Piper Sandler Upgrades Arista Networks (ANET.US) to "Overweight" Citing Solid Market Share with Core Data Center Clients

Stock News
Jan 06

Piper Sandler upgraded its rating on network solutions provider Arista Networks (ANET.US) from "Neutral" to "Overweight," citing the company's continued success in gaining customer share within the data center and enterprise campus sectors. The firm also raised its price target on the stock from $145 to $159, following a 2.7% rise in Arista's share price on Monday.

"Currently, nearly half of the company's business originates from Meta (META.US), Microsoft (MSFT.US), and Oracle (ORCL.US), and we anticipate these clients' capital expenditures will collectively increase by approximately 50% year-over-year at this point," Piper Sandler analysts James Fish and Kaden Dahl stated in a report to investors. "However, we expect the structure of capital expenditures will begin to tilt towards network equipment, as Arista may not see the full inflow of this spending for roughly the next two years."

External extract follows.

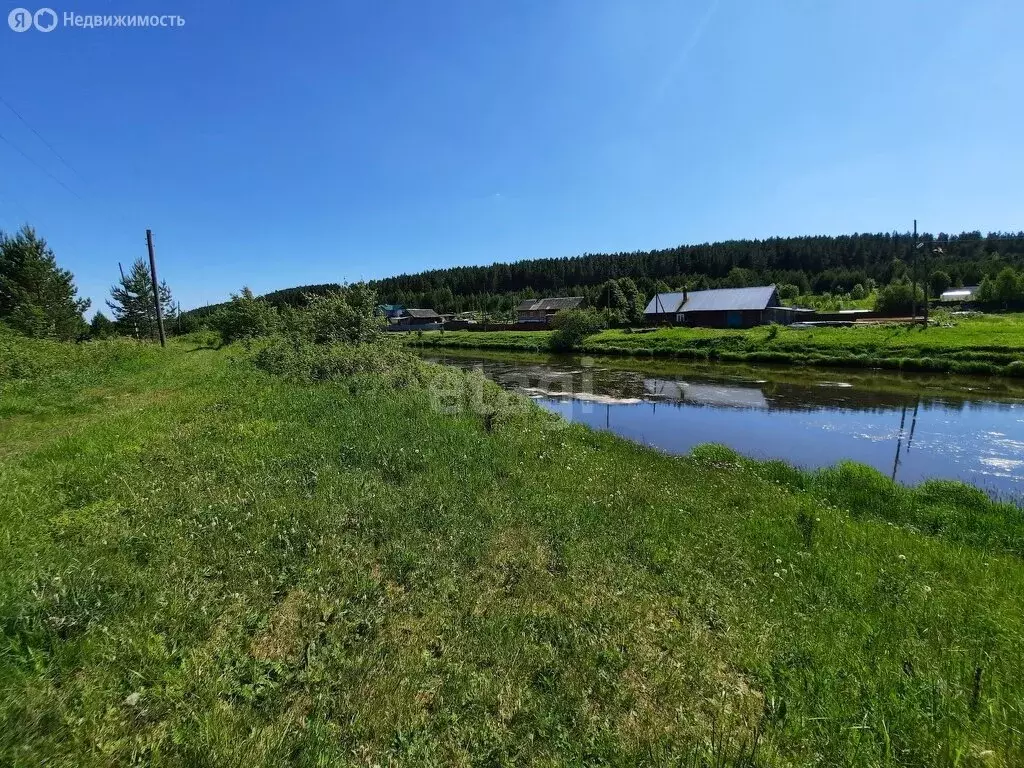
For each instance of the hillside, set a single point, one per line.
(813, 264)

"The business mix shifting towards cloud and AI giant customers is expected to lead to a near-term decline in product gross margin (GPM). Furthermore, investments in the enterprise market are increasing, driven by new leadership initiatives, benefits from campus network refreshes, a changing competitive landscape, and the acquisition of VeloCloud, a business that may still need to build its own SSE," Fish and Dahl added. "We believe a strategy focused on capturing market share is the correct approach during this period when share in enterprise data centers, campus networking, and AI infrastructure is more readily available."

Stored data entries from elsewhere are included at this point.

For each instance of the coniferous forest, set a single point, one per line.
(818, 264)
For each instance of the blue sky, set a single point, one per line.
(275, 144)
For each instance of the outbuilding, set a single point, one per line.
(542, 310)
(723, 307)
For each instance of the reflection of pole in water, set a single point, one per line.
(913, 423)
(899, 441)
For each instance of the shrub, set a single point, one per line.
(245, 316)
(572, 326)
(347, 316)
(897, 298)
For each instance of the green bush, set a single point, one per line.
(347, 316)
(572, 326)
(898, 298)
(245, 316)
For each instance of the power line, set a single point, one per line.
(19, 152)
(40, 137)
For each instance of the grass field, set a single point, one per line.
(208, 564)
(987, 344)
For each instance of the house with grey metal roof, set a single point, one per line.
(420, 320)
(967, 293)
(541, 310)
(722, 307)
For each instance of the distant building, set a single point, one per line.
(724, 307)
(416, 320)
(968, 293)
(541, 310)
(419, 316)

Arista acquired Broadcom's (AVGO.US) VeloCloud SD-WAN assets last summer. This acquisition was aimed at bolstering Arista's capabilities in cognitive branch networking, enabling zero-touch operations and automated troubleshooting across enterprise environments.

Piper Sandler also noted that Arista has historically provided conservative guidance for its sales and profit margins, with actual results surpassing initial guidance by an average of 11% and 4.4%, respectively.